Imperialism happens when one country uses its resources to extend political or economic control over another country or region of the world. After decades of trade with many African countries, several European countries adopted imperial policies and began to encroach on the nations through manipulation and military force. The needs driving these changes were political, economic and social. The major powers of the time, including England, France, Spain, Germany, Italy, Portugal and Belgium, were in competition to be the most powerful nation in Europe. With Africa, each nation saw a way to gain power, spread its religious ideologies and receive new riches without having to overtax its own citizens.
The Berlin Conference of 1884-1885
At the height of imperialism in Africa, European nations held the Berlin Conference of 1884 to 1885 to negotiate and map out each country's claims in the Western portion of the continent. Also known as the Berlin West Africa Conference, the heads of states formalized their control, passed trade agreements between colonies and drafted the terms for any future colonization efforts by European powers. African national leaders and native populations were excluded from these negotiations that decided their future. Following the meetings, agents from these European states signed treaties with African leaders. These leaders saw the contracts involving their land and natural resources as mutual trade agreements. By the time they understood the full implications of the treaties they had signed, it was too late.
European Imperialism in Africa: Colonization
One of the biggest effects of imperialism in Africa was colonization. In the 15 years after the Berlin Conference, most of the continent was colonized by the seven major European nations. Countries with overcrowding and limited resources for their citizens moved large numbers of them to Africa, spreading their religion, education, social norms and cultures to that continent. African lands were divided into bureaucratic systems run through indirect rule. While this led to more structure, it left Europeans dictating all aspects of Africans' lives and left very little to their control.
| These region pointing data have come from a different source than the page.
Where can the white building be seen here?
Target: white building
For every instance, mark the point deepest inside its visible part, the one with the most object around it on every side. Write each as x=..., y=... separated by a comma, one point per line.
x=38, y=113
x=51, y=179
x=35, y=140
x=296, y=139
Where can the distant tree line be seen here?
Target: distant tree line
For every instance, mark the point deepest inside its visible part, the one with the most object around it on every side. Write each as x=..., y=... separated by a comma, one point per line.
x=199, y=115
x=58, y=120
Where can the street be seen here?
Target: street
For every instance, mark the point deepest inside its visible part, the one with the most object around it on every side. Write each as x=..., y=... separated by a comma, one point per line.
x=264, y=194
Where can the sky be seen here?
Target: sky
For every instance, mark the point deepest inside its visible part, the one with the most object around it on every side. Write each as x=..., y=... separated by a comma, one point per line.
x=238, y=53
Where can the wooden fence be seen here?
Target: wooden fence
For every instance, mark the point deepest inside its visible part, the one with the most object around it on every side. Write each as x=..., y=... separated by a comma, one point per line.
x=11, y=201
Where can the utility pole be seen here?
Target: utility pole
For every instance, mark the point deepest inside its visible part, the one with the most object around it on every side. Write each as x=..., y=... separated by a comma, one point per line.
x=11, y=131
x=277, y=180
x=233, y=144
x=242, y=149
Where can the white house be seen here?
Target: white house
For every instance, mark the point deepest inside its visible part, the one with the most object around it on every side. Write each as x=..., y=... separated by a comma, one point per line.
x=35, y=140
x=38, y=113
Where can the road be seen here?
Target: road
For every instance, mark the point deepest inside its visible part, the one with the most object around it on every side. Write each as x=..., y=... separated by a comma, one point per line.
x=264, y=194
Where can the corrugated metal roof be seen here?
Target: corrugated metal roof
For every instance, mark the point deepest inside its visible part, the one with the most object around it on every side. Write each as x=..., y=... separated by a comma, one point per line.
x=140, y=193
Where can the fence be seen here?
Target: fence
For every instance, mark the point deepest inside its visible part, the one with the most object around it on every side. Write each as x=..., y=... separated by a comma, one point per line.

Exploitation of resources had a huge effect during the colonization period and after Africa's various nations eventually became independent. For instance, after diamonds were found in the southern part of the continent, Cecil Rhodes, a British businessman and mining magnate, created the De Beers Mining Company in South Africa. This company controlled more than half the world's market in rough diamonds until the early 1980s.
Africa After European Imperialism
Most of the continent gained independence from Europe by the 1960s. South Africa's black majority took power after nonracial, democratic elections in 1994. After fighting for decades to overcome imperialism, the continent was left with an economic system still dependent on Europe, including the factories for processing raw materials and importing goods. Another problem was currency. Under European rule, African nations could convert to European money. Without that help, the nations went through a transition period where currency was useless for foreign transactions.